On our way out of Queenstown, we spotted a hitchhiker holding a sign for Wanaka, which was the first major stop on our projected five hours of driving for the day. On a spur of the moment, we decided to pull over and give her a lift. After shifting the debris in the back seat a bit, we made room for her and were off to Wanaka.
Jane, as she is called, is a sound engineer from London that has been spending the last couple of months travelling around NZ as she felt the whim. We had a fascinating discussion with her during the hour long trip to Wanaka and dropped her off before we looked for parking and lunch.
Just outside of Wanaka, as we entered the city, was an establishment that we could not help but visit: Puzzling World. Inside there were several rooms devoted to really impressive optical illusions and a room of cool holographic photos. Outside was a rather impressive two floor maze (the second floor consisted of a series of bridges connecting distant parts of the maze).
The maze had four color coded towers and the challenge for the maze was to find all four towers (in any order for the easy challenge or in a specific order for the hard challenge) and then find the way out. We chose to do the easy challenge, as we still had four hours of driving to go, which was listed as taking 30 to 60 minutes. After some frustration with the dastardly green tower, we made it out in a quite respectible 45 minutes.

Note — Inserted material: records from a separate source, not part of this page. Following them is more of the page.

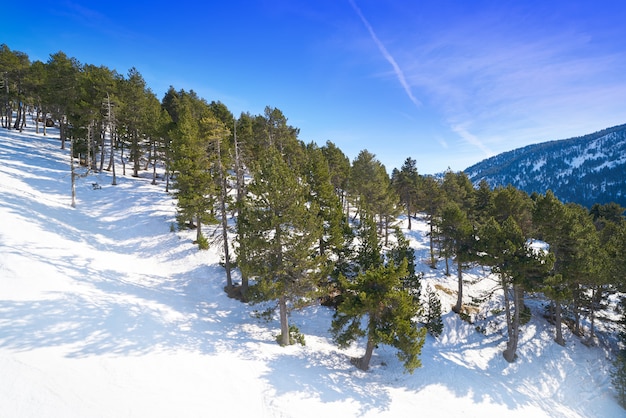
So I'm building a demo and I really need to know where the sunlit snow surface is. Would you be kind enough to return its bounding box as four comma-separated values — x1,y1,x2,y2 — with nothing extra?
0,120,625,418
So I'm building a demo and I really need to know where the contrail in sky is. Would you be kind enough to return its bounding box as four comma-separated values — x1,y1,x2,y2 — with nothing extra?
348,0,421,106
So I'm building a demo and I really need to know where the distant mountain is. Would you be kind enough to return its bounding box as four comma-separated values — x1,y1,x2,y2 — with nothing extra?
465,125,626,207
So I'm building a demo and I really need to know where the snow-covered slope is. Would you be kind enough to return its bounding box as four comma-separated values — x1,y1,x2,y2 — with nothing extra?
0,121,624,418
465,125,626,207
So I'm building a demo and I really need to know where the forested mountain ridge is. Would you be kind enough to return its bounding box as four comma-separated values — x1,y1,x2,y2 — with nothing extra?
465,125,626,207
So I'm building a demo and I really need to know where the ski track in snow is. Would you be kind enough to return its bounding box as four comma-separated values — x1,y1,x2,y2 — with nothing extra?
0,119,625,417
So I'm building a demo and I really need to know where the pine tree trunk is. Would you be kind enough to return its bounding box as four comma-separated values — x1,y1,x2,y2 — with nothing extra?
278,296,289,346
406,205,411,231
70,139,76,208
554,300,565,346
354,338,376,371
217,140,233,294
502,284,524,363
429,217,437,269
452,255,463,314
233,120,248,301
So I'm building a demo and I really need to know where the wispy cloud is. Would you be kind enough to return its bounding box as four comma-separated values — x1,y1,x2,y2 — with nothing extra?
348,0,421,106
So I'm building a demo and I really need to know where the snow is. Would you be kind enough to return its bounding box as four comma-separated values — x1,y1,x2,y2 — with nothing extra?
0,120,625,417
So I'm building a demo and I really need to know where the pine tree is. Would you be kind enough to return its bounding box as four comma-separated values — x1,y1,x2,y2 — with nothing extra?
331,262,426,373
391,158,419,229
170,96,217,244
331,213,426,373
424,285,443,337
237,147,324,345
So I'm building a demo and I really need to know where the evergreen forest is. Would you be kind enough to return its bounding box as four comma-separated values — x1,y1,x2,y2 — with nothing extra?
0,45,626,390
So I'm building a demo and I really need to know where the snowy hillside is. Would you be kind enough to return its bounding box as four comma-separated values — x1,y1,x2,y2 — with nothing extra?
465,125,626,208
0,121,625,418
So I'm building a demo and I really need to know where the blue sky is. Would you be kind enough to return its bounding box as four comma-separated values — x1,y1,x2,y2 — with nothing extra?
0,0,626,174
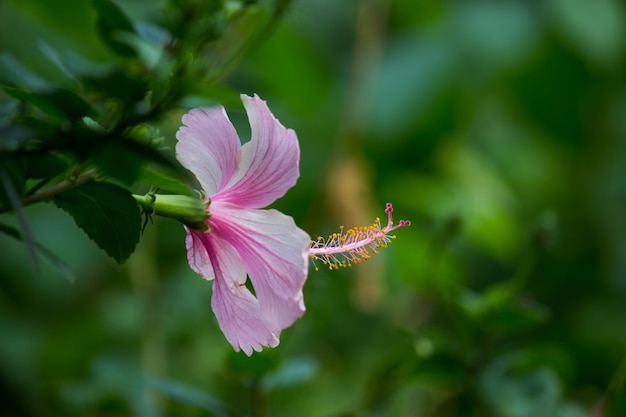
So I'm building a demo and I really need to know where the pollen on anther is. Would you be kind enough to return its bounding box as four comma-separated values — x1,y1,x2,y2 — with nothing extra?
309,203,411,270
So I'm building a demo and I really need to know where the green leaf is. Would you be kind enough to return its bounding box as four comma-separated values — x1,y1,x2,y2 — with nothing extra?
4,87,95,120
54,183,141,264
93,0,137,58
90,139,178,185
0,223,75,282
139,167,193,195
16,152,69,178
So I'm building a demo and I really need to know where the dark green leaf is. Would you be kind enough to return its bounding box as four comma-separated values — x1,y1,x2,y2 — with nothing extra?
139,167,193,195
54,183,141,264
148,379,230,417
91,139,177,185
0,223,75,282
17,152,68,178
93,0,137,58
0,158,38,270
4,87,94,120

The next four hours were pretty much straight driving, with Jen and I trading off driving duties. We stopped briefly to walk up to the Thunder Falls and again to catch the sun setting over the Tasman Sea. There was a near miss with a Pukeko and an incident with an opposum and our right front wheel (that one was for the kiwis and other endangered flightless birds of NZ) after night fell. Our current accommidation is the Misty Mountains Lodge, a lovely little B&B just on the edge of the Fox Glacier township. We have not seen any hobbits or dwarves yet, but I am still optimistic.
On the recommendation of the proprietress, we went to a little restaurant called The Platau. The food was great: I had chorzo sausage, feta cheese, and mushrooms on penne and Jen had NZ green lipped muscles in a chili-ginger-lime sauce. We both tried a new (for us) brand of beer: Moa. Jen had the Moa Blanc (a spicey wheat beer) and I had the Moa Noir (a very chocolately dark ale). Both were excellent, bottle-fermented brews.

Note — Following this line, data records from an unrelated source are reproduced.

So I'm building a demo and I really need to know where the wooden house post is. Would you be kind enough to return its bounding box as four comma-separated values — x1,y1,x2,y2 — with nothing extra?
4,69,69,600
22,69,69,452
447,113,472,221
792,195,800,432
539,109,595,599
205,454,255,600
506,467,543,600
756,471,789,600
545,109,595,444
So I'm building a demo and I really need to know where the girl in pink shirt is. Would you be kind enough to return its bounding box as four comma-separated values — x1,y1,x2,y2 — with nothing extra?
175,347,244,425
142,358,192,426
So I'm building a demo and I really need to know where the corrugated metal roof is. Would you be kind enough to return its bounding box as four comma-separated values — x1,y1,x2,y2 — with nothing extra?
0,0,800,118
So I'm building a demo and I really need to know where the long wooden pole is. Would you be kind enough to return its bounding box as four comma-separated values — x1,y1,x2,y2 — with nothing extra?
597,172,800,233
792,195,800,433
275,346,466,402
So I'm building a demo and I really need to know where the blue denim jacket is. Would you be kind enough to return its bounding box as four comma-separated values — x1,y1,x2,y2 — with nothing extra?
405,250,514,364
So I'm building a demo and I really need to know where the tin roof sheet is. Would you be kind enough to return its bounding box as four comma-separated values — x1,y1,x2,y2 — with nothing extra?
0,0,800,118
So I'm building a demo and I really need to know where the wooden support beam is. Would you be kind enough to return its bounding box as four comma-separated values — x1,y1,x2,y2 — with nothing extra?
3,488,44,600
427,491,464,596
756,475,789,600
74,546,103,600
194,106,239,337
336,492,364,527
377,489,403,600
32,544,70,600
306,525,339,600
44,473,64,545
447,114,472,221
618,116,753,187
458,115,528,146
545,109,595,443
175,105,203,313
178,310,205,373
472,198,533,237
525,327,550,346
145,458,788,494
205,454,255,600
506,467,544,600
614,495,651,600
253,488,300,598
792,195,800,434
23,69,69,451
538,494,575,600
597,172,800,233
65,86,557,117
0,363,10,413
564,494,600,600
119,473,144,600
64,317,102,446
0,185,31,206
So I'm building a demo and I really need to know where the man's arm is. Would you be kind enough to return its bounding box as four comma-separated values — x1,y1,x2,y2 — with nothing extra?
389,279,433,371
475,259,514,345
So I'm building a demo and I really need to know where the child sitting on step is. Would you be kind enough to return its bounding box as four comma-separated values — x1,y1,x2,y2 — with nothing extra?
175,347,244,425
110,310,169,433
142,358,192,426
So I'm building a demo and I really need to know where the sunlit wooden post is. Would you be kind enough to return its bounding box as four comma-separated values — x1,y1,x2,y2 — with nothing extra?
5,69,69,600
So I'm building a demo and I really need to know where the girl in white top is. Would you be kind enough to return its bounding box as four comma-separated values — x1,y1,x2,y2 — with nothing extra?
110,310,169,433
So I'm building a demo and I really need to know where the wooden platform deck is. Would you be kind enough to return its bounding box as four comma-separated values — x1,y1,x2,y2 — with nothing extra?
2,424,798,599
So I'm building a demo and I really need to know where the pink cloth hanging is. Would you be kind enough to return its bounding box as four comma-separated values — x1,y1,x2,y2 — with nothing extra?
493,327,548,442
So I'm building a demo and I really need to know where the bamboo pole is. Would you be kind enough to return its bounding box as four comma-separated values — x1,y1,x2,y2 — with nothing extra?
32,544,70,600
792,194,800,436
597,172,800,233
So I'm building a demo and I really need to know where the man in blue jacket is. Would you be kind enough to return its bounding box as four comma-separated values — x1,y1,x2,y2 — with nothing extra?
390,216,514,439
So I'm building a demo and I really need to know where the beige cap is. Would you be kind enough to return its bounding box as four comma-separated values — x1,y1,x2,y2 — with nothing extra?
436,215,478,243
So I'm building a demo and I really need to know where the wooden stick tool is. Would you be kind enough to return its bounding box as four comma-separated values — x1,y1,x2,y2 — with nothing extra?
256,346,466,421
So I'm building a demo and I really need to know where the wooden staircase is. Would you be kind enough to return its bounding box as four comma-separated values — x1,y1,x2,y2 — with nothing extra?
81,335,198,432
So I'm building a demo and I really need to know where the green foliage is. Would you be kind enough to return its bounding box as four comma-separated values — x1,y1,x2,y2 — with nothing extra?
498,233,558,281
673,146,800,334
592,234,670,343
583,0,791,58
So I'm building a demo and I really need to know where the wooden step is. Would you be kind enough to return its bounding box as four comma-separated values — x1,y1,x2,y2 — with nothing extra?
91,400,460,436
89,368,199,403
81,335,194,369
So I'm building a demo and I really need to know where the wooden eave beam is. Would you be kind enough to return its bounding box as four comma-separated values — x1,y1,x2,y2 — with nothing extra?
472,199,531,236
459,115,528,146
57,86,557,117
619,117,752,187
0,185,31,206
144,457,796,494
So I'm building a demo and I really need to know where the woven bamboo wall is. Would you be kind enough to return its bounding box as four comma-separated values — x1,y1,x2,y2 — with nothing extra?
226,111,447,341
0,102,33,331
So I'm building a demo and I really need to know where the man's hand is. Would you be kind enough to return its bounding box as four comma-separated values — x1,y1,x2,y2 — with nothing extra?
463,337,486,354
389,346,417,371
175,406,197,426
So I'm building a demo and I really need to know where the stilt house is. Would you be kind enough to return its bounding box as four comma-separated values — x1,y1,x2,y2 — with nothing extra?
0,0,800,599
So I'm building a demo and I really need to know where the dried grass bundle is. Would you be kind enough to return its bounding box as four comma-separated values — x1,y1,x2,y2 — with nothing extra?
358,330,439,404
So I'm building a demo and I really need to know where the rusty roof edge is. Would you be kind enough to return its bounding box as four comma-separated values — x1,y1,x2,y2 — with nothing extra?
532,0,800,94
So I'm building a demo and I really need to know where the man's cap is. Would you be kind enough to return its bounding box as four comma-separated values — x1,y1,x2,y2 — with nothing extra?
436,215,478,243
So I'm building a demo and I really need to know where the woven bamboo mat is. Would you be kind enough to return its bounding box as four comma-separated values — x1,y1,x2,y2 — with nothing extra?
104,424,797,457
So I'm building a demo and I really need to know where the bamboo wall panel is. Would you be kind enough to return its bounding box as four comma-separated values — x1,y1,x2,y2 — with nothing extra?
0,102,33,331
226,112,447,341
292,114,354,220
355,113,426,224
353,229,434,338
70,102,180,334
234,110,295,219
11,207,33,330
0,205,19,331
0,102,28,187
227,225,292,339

We were up early this morning for breakfast (standard fare: fried eggs, bacon, sausage, grilled mushrooms and tomatoes - the Kiwis know how to do breakfast) and then were off to the guide station to begin our hike.
Our tour gide was a former Mt. Everest sherpa from Nepal named Passang who was quite entertaining and hopped about the steep, narrow, rocky, wet, slippery trails like some sort of spry mountain alpaca. Or possibly a sherpa. The glacier itself was spectacular; we got to hike out onto it with crampons strapped onto our boots and specially made walking sticks (they had a metal bit at the end to stab into the ice) to assist us.

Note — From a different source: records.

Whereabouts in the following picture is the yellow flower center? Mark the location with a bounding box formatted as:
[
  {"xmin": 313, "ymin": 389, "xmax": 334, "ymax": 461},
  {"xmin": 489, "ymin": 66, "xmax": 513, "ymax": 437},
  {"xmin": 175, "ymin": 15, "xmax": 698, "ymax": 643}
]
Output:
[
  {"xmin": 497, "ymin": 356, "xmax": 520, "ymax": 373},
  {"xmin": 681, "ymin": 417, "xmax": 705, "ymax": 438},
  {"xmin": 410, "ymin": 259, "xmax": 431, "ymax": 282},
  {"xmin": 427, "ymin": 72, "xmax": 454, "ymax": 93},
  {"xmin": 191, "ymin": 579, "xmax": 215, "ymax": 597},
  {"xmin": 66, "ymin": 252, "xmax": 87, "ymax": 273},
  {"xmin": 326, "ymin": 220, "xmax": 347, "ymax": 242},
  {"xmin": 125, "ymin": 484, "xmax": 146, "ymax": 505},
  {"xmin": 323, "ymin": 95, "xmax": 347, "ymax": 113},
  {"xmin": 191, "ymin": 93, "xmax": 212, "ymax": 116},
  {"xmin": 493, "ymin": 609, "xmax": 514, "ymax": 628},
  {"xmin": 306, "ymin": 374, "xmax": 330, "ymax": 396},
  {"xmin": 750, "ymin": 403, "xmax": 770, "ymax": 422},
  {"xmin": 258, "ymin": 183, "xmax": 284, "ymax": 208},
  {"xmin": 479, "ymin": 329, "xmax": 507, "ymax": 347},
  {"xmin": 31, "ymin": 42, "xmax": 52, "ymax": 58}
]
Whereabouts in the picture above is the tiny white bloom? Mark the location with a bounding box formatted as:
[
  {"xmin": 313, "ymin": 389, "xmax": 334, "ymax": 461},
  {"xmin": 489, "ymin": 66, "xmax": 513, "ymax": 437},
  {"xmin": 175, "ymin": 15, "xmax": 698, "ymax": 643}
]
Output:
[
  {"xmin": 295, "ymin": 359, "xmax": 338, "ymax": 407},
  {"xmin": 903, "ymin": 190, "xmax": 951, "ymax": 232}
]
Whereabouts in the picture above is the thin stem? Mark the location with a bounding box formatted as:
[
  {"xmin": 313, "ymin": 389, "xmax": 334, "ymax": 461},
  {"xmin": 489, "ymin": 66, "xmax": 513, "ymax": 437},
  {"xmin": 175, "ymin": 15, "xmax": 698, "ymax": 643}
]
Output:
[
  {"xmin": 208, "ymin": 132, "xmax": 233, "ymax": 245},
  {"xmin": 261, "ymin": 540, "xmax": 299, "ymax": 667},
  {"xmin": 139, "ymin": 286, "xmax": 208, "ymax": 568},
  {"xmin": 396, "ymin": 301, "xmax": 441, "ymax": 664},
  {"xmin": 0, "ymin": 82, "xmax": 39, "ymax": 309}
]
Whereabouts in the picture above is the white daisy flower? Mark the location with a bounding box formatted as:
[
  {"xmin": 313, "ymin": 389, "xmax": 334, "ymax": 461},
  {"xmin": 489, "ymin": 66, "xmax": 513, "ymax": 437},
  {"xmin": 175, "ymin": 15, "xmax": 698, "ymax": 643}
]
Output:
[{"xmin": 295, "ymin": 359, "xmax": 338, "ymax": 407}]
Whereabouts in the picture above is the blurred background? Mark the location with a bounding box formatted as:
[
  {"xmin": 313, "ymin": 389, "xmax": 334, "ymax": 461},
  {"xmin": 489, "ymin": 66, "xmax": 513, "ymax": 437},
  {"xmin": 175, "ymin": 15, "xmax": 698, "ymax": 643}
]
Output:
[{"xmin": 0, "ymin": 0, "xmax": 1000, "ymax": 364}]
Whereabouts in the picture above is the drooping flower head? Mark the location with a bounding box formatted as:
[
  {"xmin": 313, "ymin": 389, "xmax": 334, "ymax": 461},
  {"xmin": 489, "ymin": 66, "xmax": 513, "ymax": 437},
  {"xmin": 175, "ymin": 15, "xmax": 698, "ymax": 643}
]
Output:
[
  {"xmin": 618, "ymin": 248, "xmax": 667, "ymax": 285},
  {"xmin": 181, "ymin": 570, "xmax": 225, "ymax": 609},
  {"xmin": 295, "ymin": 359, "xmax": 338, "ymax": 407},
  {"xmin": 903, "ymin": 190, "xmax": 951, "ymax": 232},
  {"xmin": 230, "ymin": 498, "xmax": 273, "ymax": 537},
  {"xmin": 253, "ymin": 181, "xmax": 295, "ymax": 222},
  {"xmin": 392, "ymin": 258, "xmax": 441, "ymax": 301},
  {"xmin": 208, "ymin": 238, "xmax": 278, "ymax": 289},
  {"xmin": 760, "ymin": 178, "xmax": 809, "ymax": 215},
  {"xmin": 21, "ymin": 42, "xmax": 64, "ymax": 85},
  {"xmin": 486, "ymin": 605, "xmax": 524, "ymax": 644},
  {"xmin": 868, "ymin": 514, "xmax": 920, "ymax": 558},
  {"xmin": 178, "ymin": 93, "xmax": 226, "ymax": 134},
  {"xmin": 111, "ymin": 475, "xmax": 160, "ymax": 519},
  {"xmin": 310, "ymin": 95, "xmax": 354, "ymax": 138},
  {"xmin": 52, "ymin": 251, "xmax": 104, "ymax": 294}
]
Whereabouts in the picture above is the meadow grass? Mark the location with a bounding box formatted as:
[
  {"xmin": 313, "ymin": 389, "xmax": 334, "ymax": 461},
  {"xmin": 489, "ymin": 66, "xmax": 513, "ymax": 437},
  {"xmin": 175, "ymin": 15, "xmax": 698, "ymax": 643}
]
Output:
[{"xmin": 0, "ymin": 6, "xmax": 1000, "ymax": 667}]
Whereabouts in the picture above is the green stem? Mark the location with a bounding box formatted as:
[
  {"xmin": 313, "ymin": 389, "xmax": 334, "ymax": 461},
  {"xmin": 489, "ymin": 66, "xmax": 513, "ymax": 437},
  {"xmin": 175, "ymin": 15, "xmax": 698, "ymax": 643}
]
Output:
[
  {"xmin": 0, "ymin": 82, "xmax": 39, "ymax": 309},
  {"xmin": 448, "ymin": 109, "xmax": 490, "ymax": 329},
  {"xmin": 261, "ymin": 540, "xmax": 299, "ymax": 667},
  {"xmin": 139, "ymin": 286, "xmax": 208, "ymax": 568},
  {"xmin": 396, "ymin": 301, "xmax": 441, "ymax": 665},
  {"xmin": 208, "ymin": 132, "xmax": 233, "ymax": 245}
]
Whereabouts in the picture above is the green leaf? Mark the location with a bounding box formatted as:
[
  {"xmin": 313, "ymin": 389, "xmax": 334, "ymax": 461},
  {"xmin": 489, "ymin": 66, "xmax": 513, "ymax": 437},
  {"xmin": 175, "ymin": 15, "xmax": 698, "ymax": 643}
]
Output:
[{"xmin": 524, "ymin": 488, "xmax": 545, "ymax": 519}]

The trail (parts of it barely qualify for the word, but I'm feeling generous today) was quite difficult in places and the company that ran the tours had people out rebuilding parts of the trail that had recently been destroyed by landslides or flash floods. Jen and I will both be quite sore tomorrow. Fortunately, we only have a relaxing three and a half hour drive to Greymouth and then an alpine train back to Christchurch scheduled for tomorrow.
We'll post some pictures of the glacier when we get internet access from the laptop, we're using the computer in the B&B front room right now.